Il 09/03/2014 19:28, Radim Krčmář ha scritto:
>> >  	/*
>> > +	 * Do this here before restoring debug registers on the host.  And
>> > +	 * since we do this before handling the vmexit, a DR access vmexit
>> > +	 * can (a) read the correct value of the debug registers, (b) set
>> > +	 * KVM_DEBUGREG_WONT_EXIT again.
> We re-enable intercepts on the next exit for the sake of simplicity?
> (Batched accesses make perfect sense, but it seems we don't have to care
>  about DRs at all, without guest-debug.)

It's not just for the sake of simplicity.  Synchronizing debug registers 
on entry does have some cost, and it's required for running without 
debug register intercepts.  You would incur this cost always, since 
no-guest-debug is actually the common case.

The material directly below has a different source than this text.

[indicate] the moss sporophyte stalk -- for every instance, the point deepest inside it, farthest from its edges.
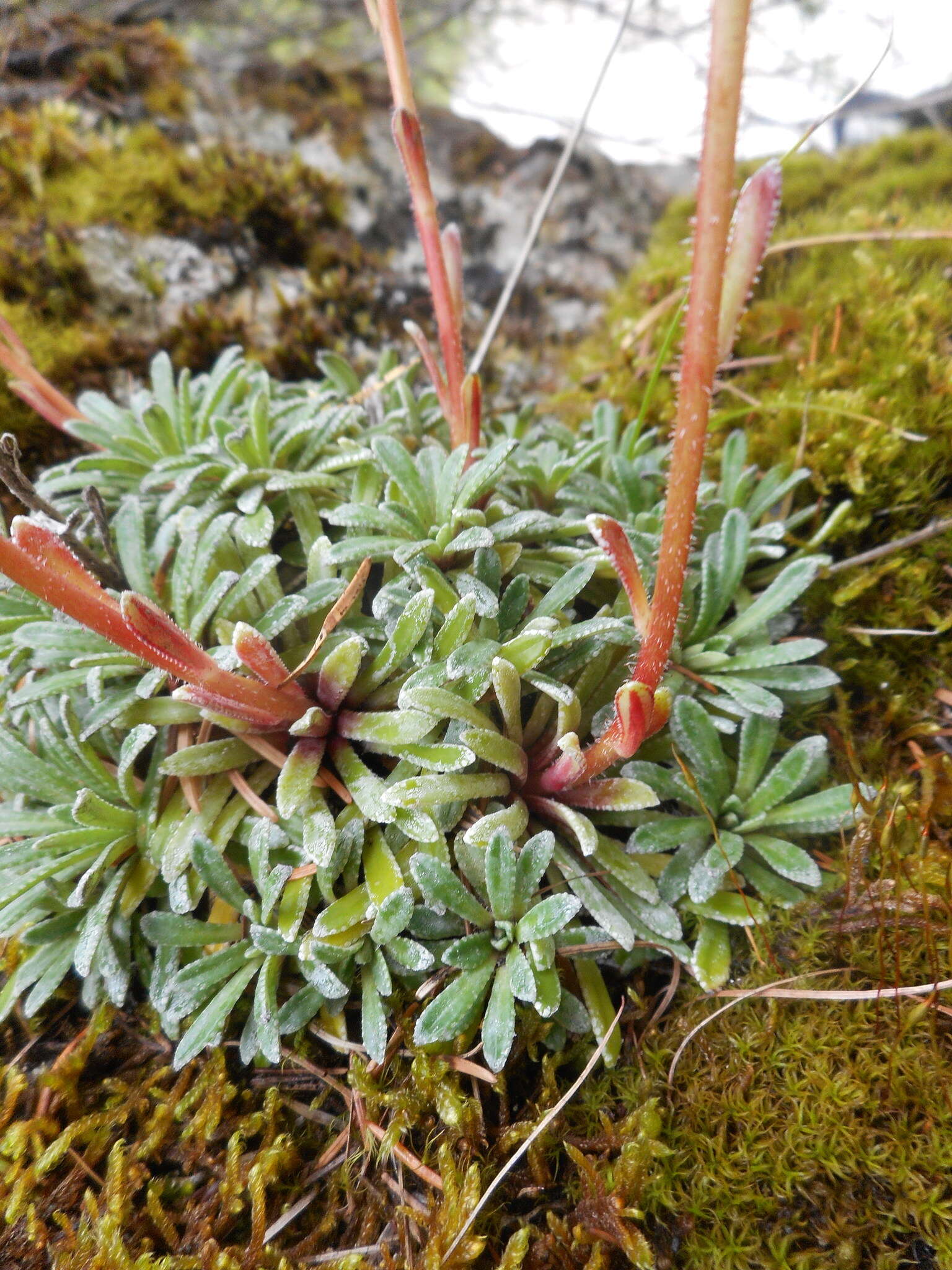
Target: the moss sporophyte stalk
(324, 694)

We're well into diminishing returns; Alex timed this patch vs. one that 
completely ignores MOV DR exits and (to the surprise of both of us) this 
patch completely restored performance despite still having a few tens of 
thousands MOV DR exits/second.

In the problematic case, each context switch will do a save and restore 
of debug registers; that's in total 13 debug register accesses (read 6 
registers, write DR7 to disable all registers, write 6 registers 
including DR7 which enables breakpoints), all very close in time.  It's 
quite likely that the final DR7 write is very expensive (e.g. it might 
have to flush the pipeline).  Also, this test case must be very heavy on 
context switches, and each context switch already incurs a few exits 
(for example to inject the interrupt that causes it, to read the current 
time).

A different optimization could be to skip the LOAD_DEBUG_CONTROLS 
vm-entry control if DR7 == host DR7 == 0x400 && MOV DR exits are 
enabled.  Not sure it's worthwhile though, and there's also the DEBUGCTL 
MSR to take into account.  Better do these kinds of tweaks if they 
actually show up in the profile: Alex's testcase shows that when they 
do, the impact is massive.

>> +		kvm_x86_ops->sync_dirty_debug_regs(vcpu);
>
> Sneaky functionality ... it would be nicer to split 'enable DR
> intercepts' into a new kvm op.

Why?  "Disable DR intercepts" is already folded into the handler for MOV 
DR exits.

> And we don't have to modify DR intercepts then, which is probably the
> main reason why sync_dirty_debug_regs() does two things.

Another is that indirect calls are relatively expensive and add 
complexity; in this case they would always be used back-to-back.